Following pressure from US and Japanese car manufacturers to revise the SN engine oil classification, the American Petroleum Institute (API) agreed to an additional SN Plus spec at the end of 2017. A letter was sent to oil producers by API's Kevin Ferrick in mid-February outlining marketing regulations, with the regulator now announcing that spec licencing will go live from 1st May 2018.
The SN Plus 'donut' Image: API
SN Plus was added to the original classification following OEM concerns regarding oil-derived, low-speed engine pre-ignition (LSPI) and the Plus category is also set to protect turbo direct-injection engines from the same problem. The new spec can be applied to both standard SN and Resource Conserving SN engine oils.
The API has said it will process applications from lubes manufacturers on a first-come-first-served basis using the organisation's online application system. Once approved, lubes marketers can add the SN Plus status to the lower half of the API 'Donut' labelling.
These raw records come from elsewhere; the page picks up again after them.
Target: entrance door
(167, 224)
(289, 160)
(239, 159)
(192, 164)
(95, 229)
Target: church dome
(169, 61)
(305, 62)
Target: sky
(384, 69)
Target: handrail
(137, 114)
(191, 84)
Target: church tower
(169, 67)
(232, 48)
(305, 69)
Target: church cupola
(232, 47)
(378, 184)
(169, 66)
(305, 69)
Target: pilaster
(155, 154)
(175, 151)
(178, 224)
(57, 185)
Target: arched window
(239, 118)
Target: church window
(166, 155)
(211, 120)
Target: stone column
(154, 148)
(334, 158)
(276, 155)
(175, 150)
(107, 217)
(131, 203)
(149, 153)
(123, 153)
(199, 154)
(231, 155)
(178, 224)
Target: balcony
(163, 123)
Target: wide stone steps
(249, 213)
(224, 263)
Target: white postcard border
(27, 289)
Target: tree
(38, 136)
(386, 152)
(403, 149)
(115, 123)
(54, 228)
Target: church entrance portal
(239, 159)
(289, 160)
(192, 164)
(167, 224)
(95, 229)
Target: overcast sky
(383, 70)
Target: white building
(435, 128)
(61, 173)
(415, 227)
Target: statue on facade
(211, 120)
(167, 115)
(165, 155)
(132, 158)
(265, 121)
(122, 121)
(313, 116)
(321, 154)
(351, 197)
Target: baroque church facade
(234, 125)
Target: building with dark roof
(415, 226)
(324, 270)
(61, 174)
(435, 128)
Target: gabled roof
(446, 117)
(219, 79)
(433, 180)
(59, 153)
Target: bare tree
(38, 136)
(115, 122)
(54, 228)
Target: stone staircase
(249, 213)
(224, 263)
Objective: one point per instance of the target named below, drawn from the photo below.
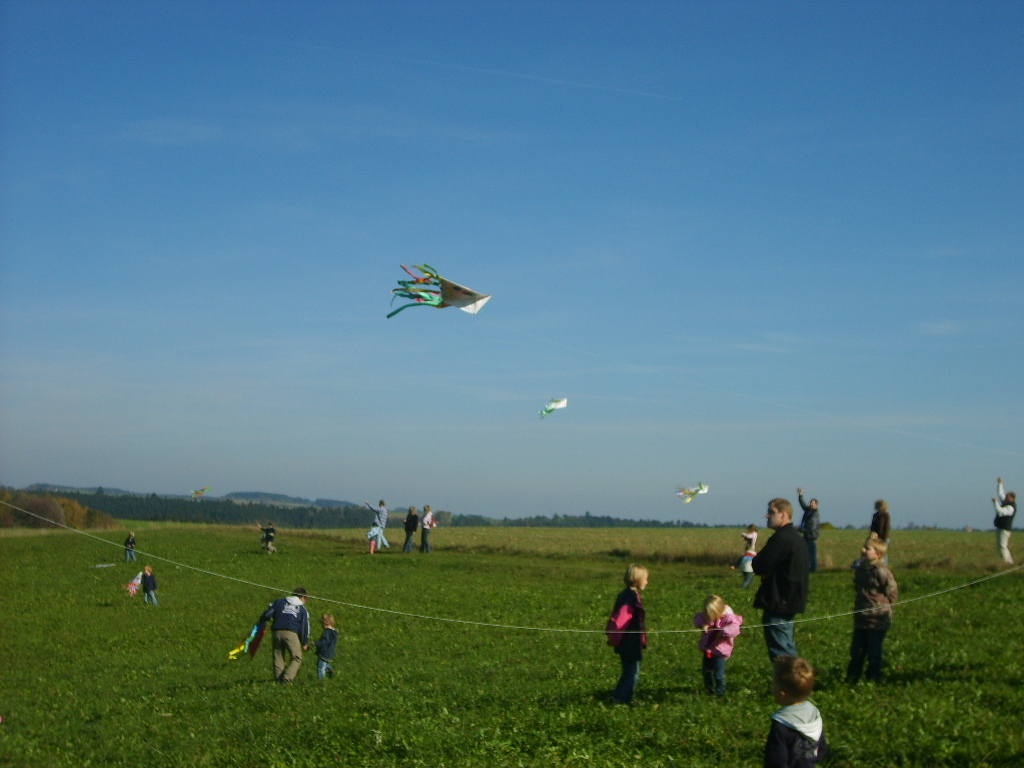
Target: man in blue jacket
(291, 633)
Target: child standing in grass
(877, 592)
(720, 627)
(326, 647)
(148, 586)
(627, 632)
(797, 735)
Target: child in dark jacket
(627, 632)
(797, 738)
(148, 586)
(877, 593)
(326, 647)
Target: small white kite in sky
(553, 404)
(687, 494)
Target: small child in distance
(720, 627)
(326, 647)
(797, 735)
(856, 563)
(148, 586)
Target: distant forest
(154, 507)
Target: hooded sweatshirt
(797, 737)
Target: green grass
(90, 677)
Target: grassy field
(90, 677)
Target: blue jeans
(714, 673)
(865, 643)
(778, 635)
(323, 667)
(627, 682)
(812, 554)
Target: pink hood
(720, 640)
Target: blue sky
(759, 245)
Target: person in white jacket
(1006, 508)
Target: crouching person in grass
(877, 592)
(326, 647)
(720, 627)
(627, 632)
(291, 633)
(797, 736)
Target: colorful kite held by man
(433, 290)
(553, 404)
(250, 645)
(687, 494)
(134, 585)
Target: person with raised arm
(1006, 508)
(810, 528)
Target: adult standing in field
(810, 528)
(130, 548)
(426, 524)
(269, 534)
(784, 581)
(376, 532)
(291, 633)
(1006, 508)
(881, 523)
(412, 522)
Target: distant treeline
(60, 510)
(154, 507)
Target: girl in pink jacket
(720, 627)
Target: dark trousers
(778, 635)
(812, 554)
(714, 674)
(627, 682)
(865, 644)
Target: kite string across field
(484, 624)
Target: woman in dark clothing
(627, 632)
(412, 523)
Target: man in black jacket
(291, 633)
(784, 582)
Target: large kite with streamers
(687, 494)
(134, 584)
(251, 644)
(433, 290)
(553, 404)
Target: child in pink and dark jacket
(627, 632)
(720, 627)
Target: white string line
(742, 395)
(488, 624)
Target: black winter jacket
(784, 573)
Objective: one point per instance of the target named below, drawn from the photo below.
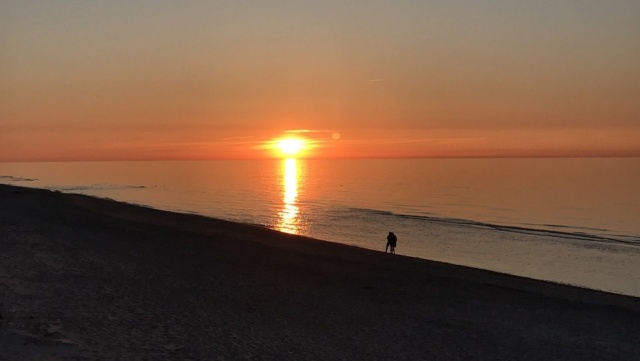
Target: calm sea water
(564, 220)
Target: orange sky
(205, 80)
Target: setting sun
(291, 146)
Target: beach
(93, 279)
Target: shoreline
(96, 278)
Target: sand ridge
(92, 279)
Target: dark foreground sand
(89, 279)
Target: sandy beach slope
(89, 279)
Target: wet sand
(91, 279)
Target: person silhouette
(391, 243)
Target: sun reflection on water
(288, 219)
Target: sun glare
(290, 146)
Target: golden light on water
(288, 218)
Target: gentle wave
(584, 236)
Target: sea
(573, 221)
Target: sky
(129, 80)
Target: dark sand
(89, 279)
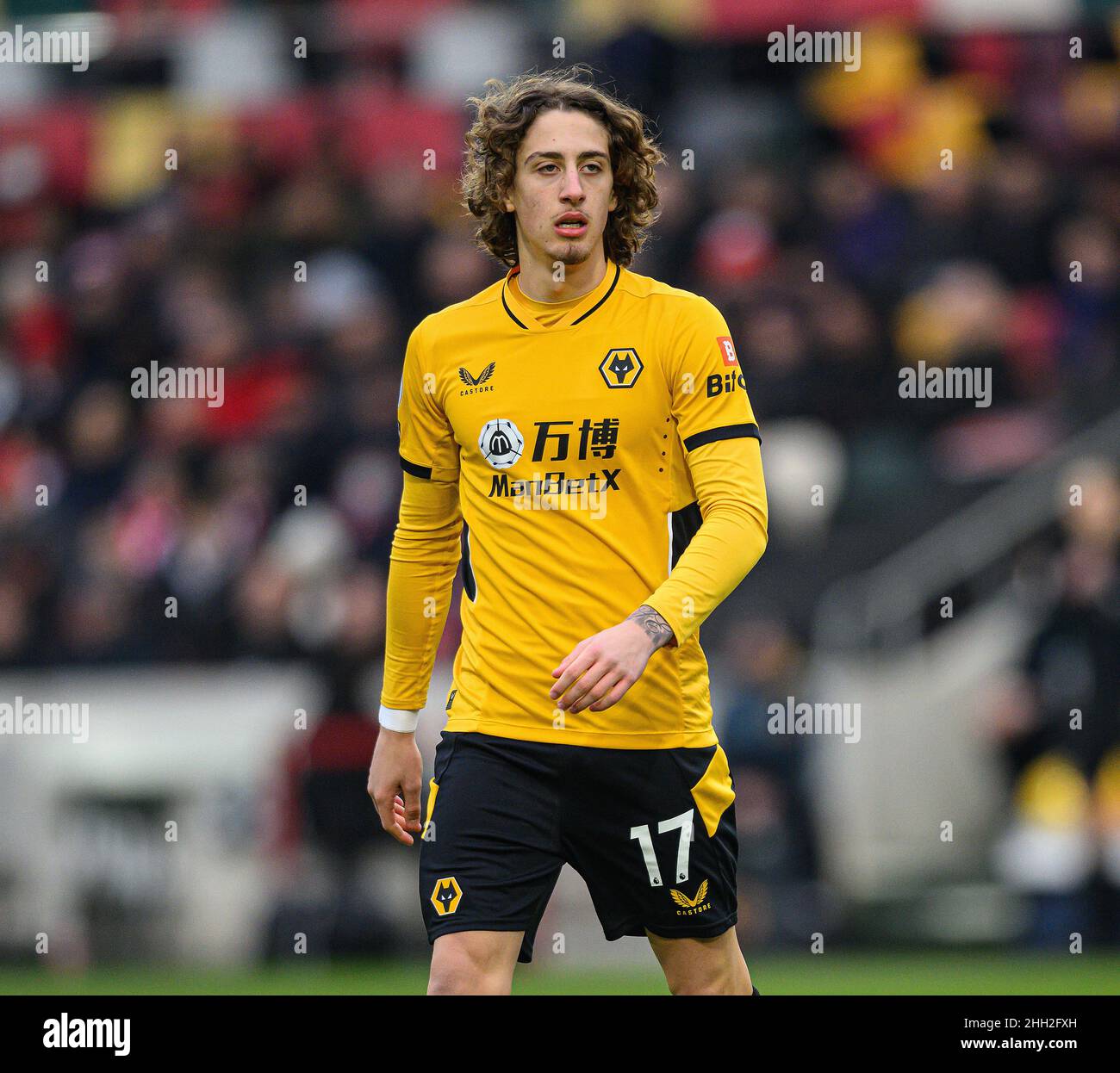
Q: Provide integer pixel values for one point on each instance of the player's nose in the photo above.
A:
(572, 189)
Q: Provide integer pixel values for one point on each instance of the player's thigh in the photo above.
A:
(480, 962)
(698, 965)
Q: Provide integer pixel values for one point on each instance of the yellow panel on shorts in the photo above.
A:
(713, 793)
(432, 790)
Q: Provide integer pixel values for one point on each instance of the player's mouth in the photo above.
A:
(571, 226)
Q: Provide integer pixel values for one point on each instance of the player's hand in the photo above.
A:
(395, 783)
(600, 670)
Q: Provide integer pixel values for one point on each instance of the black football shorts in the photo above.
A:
(650, 831)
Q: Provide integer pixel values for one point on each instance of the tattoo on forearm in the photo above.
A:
(660, 630)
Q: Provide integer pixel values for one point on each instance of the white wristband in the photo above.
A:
(395, 719)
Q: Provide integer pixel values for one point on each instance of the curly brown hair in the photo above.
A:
(502, 118)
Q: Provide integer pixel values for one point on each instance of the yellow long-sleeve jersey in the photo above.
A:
(582, 459)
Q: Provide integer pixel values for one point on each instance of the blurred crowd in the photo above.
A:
(295, 242)
(820, 219)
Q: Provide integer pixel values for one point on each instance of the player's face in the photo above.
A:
(563, 167)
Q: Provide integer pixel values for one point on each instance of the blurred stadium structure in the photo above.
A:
(818, 216)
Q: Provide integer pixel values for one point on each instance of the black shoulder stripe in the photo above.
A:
(611, 289)
(505, 306)
(724, 432)
(414, 469)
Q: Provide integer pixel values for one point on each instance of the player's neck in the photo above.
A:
(537, 279)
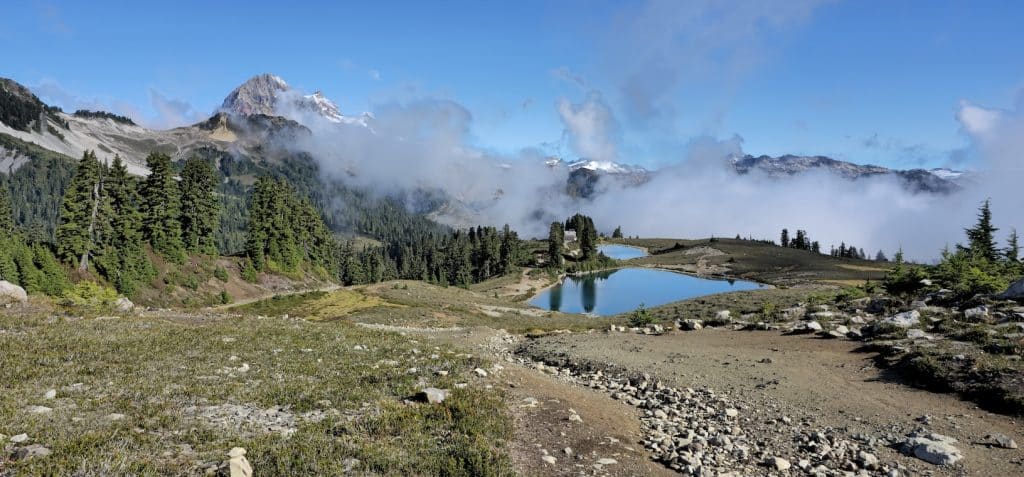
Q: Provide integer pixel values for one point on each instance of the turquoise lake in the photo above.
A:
(613, 292)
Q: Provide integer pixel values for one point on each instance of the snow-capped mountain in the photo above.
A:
(934, 180)
(270, 95)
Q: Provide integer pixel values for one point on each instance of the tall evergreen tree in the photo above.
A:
(556, 237)
(200, 206)
(124, 261)
(981, 237)
(78, 235)
(6, 214)
(1013, 250)
(161, 208)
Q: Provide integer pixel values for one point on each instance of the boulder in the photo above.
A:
(10, 293)
(904, 319)
(933, 448)
(690, 324)
(976, 314)
(1015, 292)
(915, 334)
(433, 395)
(1001, 440)
(31, 450)
(238, 464)
(124, 305)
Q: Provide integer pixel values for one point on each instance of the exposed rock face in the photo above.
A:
(10, 293)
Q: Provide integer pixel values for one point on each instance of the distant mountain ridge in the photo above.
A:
(919, 180)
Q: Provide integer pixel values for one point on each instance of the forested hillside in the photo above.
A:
(91, 220)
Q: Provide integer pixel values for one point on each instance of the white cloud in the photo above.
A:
(590, 127)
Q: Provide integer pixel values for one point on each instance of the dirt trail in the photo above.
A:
(825, 381)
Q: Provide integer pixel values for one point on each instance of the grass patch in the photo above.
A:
(314, 305)
(156, 372)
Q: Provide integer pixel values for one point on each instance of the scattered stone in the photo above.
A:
(915, 334)
(933, 448)
(10, 293)
(904, 319)
(31, 450)
(433, 395)
(690, 324)
(1001, 440)
(978, 313)
(778, 464)
(238, 464)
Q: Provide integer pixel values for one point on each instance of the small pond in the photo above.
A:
(613, 292)
(622, 252)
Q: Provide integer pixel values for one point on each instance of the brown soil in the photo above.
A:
(826, 380)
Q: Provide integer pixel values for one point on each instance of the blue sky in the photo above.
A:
(867, 81)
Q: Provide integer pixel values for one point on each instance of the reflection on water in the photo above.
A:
(613, 292)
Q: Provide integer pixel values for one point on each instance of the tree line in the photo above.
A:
(112, 225)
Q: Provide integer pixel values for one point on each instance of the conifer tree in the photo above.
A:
(981, 237)
(6, 214)
(161, 208)
(1013, 250)
(78, 235)
(124, 261)
(556, 237)
(200, 206)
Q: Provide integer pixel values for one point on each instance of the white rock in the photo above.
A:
(904, 319)
(238, 464)
(778, 464)
(934, 448)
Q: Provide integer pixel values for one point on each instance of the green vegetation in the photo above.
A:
(978, 267)
(640, 317)
(161, 208)
(200, 207)
(157, 396)
(103, 115)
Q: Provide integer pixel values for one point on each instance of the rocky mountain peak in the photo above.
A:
(258, 95)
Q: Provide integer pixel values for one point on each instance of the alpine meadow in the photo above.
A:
(497, 239)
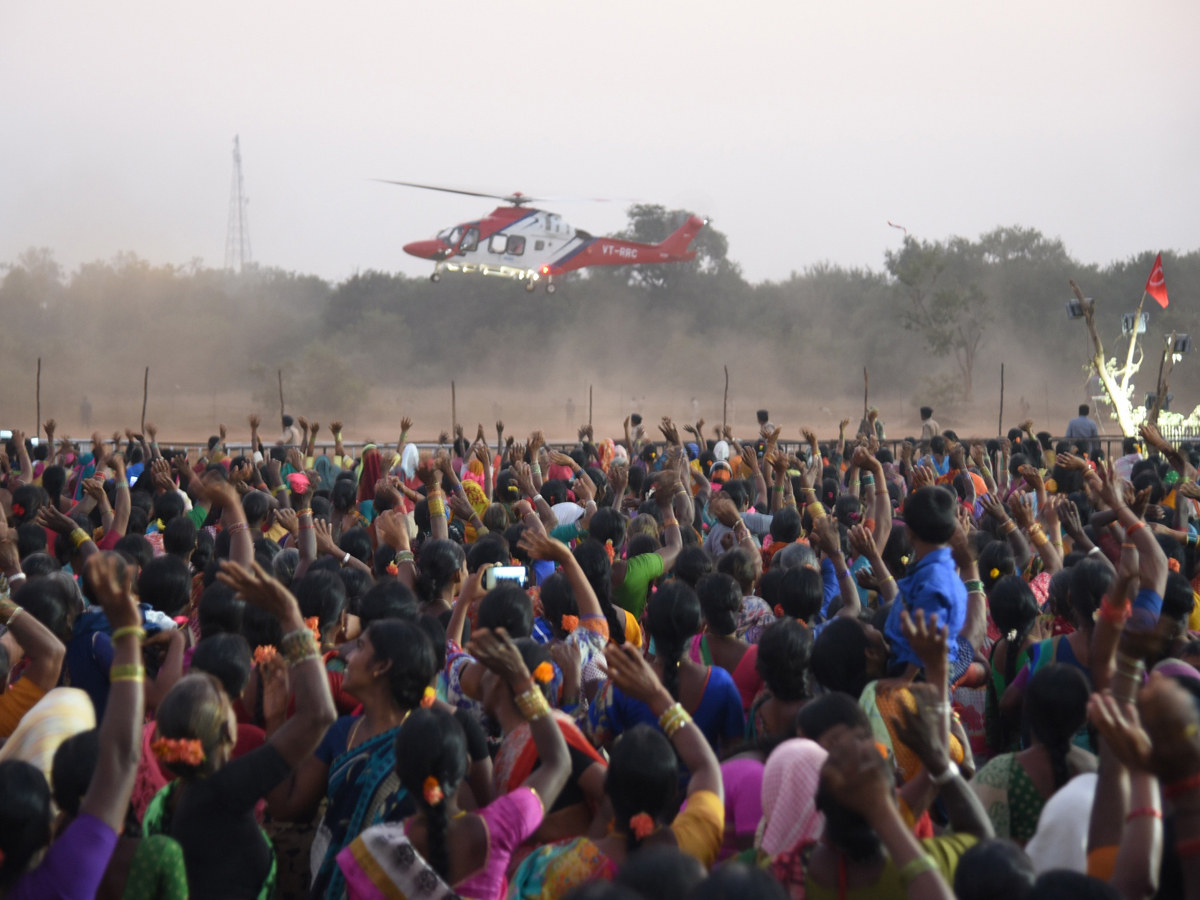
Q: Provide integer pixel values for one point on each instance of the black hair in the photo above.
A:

Meanwhile, ILSAC's GF-6 spec faces another delay as the Sequence IVB test was knocked-back by API experts. According to Lubes'n'Greases, the Test as it currently stands caused a number of concerns amongst API's oil panel, with the majority either voting against approving the test or abstaining. Representatives from the automakers voted unanimously in favour of the test, perhaps unsurprisingly as the GF-6 spec is already some four years behind schedule.
Concerns about the IVB test - which is designed to measure valve train wear - included issues relating to consistency of measurement; a lack of descrimination between reference oils and its inability to measure wear in the same way as its predecessor IVA test.
In Europe, regulatory body ACEA has begun working on its latest revisions of the European Engine Oil Sequences. The specs cover three engine classes (gasoline and light duty diesel; gasoline and light duty diesel with after-treatment devices; and heavy-duty diesel.)
The new revisions are set to be released in 2018, although it is suggested that this timing may be tight to achieve, and will replace the specs published in December 2016. ACEA is under a degree of pressure to complete the revisions by the end of the year as engine oils with ACEA 2012 classification can only be marketed until 1 December 2018.